In the book’s eponymous poem, Yesenia Montilla writes, “How do you not love yourself when you / constantly survive your undoing just by being precious?” Muse Found in a Colonized Body answers this rhetorical question by populating itself with poems that range far and wide in content—observing pop culture, interrogating history, resisting contemporary injustice—but that share the spinal cord of unflinching love. As Rachel Eliza Griffiths notes, Montilla’s “powers orbit and intuit the lives of Philando Castile, Captain America, Christian Cooper, Karl Marx, Ahmaud Arbery, Eartha Kitt, and many more while stitching our wounded identities, memories, and histories in defiant poems of revision and joyous reclamation.” The vertebral odes of this collection at turns uplift desire, affirm life, celebrate protest, and condemn the violent greed of imperial usurpation that has produced the US as we know it. Both in its criticism and its admiration, Muse Found in a Colonized Body calls upon its readers to rise to the occasion of these lyrics’ profound care.
“Manifest Destiny,” from Muse Found in a Colonized Body
How we took something
like universal law & made it
violent. How we are violent.
How we think destiny is two
things: a reward & a good
time. How we think manifest
is one thing: a destiny. How
we don’t know how to be still.
How we don’t know how to
desire & then let go. How we
want it all, only to be less than
tender with it. How when spring
time comes around, we find
ourselves in a field surrounded
by dandelions & when a soft wind
blows the specs stir & take flight
around us. How we know nothing,
so we call it snow—
Montilla writes: ‘having lost everything she touched / her own body & became…’ So here is a catalog of touches and the legacies of touches. Here is a trace of the poem inside the breath inside the fleeting, unfixable now. Here is a trace of the poet’s will to testify and dream simultaneously. And Montilla is a poet of such beautiful imagination and vitality, that even as she writes ruin her lines carry the charge of indomitable desire. Her metaphors are, to me, resuscitations. An erotic, present, dreaming power coursing through.
“I love America more than any other country in this world,” James Baldwin once wrote, “and, exactly for this reason, I insist on the right to criticize her perpetually.” It is in this very spirit that Yesenia Montilla has penned one of the most scathing love letters in recent memory. Muse Found in a Colonized Body is “something about a proletariat uprising / something about free water & food / something about more than just survival.” It is something about the lies we tell ourselves about who we, as a country, are, and the life and death consequences of these lies. With open eyes, with an open heart, Montilla lays it all out, demanding that we either do—and be—better, or risk losing everything.

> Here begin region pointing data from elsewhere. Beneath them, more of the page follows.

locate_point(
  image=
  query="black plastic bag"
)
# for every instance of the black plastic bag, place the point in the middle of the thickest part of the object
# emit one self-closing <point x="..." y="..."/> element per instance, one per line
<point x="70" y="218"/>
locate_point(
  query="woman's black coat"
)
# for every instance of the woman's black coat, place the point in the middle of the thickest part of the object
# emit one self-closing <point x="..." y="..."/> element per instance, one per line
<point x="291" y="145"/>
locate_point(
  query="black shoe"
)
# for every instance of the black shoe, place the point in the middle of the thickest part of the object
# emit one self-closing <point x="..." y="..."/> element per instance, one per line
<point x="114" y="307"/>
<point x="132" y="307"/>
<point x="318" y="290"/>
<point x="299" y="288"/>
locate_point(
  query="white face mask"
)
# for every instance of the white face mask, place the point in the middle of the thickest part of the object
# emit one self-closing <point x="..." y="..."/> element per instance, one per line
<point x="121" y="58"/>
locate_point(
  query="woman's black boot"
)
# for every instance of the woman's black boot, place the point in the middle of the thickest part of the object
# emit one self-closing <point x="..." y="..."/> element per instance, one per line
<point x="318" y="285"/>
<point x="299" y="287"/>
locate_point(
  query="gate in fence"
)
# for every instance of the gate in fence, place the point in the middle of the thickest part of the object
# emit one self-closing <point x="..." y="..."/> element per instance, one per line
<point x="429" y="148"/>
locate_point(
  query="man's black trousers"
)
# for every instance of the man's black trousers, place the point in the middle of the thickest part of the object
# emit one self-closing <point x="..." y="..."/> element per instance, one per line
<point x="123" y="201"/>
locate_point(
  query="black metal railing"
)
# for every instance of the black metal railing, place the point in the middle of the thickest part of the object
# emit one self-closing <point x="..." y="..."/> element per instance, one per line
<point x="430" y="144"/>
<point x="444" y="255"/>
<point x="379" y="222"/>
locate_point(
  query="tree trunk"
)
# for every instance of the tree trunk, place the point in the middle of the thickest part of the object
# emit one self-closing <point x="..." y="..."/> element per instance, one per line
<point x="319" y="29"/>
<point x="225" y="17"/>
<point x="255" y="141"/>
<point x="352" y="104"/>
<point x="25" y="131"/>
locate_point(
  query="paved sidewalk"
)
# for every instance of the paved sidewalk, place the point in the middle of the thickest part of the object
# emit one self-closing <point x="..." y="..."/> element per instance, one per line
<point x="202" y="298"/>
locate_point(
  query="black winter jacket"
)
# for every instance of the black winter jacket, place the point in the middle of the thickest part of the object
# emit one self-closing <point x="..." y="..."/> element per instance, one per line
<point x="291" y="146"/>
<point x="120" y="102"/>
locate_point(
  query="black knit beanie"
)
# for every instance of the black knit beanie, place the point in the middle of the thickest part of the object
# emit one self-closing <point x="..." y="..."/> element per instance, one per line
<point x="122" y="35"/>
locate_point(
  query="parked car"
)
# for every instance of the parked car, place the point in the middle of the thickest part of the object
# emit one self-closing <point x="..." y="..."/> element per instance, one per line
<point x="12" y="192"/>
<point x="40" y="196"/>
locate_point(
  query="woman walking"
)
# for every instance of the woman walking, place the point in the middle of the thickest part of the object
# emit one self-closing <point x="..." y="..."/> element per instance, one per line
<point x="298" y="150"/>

Muse Found in a Colonized Body flings off rusted shackles of the tongue and flesh in order to taste new languages, new bodies, and new freedoms. Yesenia Montilla is a true poet whose heart burns beyond silence, oppression, and death. In poems that challenge our flawed perceptions of joy, desire, fear, violence, and courage, Montilla observes “this is how we muzzle the world ––” or “and we still haven’t learned to live/as stars.” Her powers orbit and intuit the lives of Philando Castile, Captain America, Christian Cooper, Karl Marx, Ahmaud Arbery, Eartha Kitt, and many more while stitching our wounded identities, memories, and histories in defiant poems of revision and joyous reclamation. Montilla gathers and revives a celestial body that is always intimate and humanized, inspired in its rich calling. May the voice and gorgeous fires of Yesenia Montilla stay with us for years to come.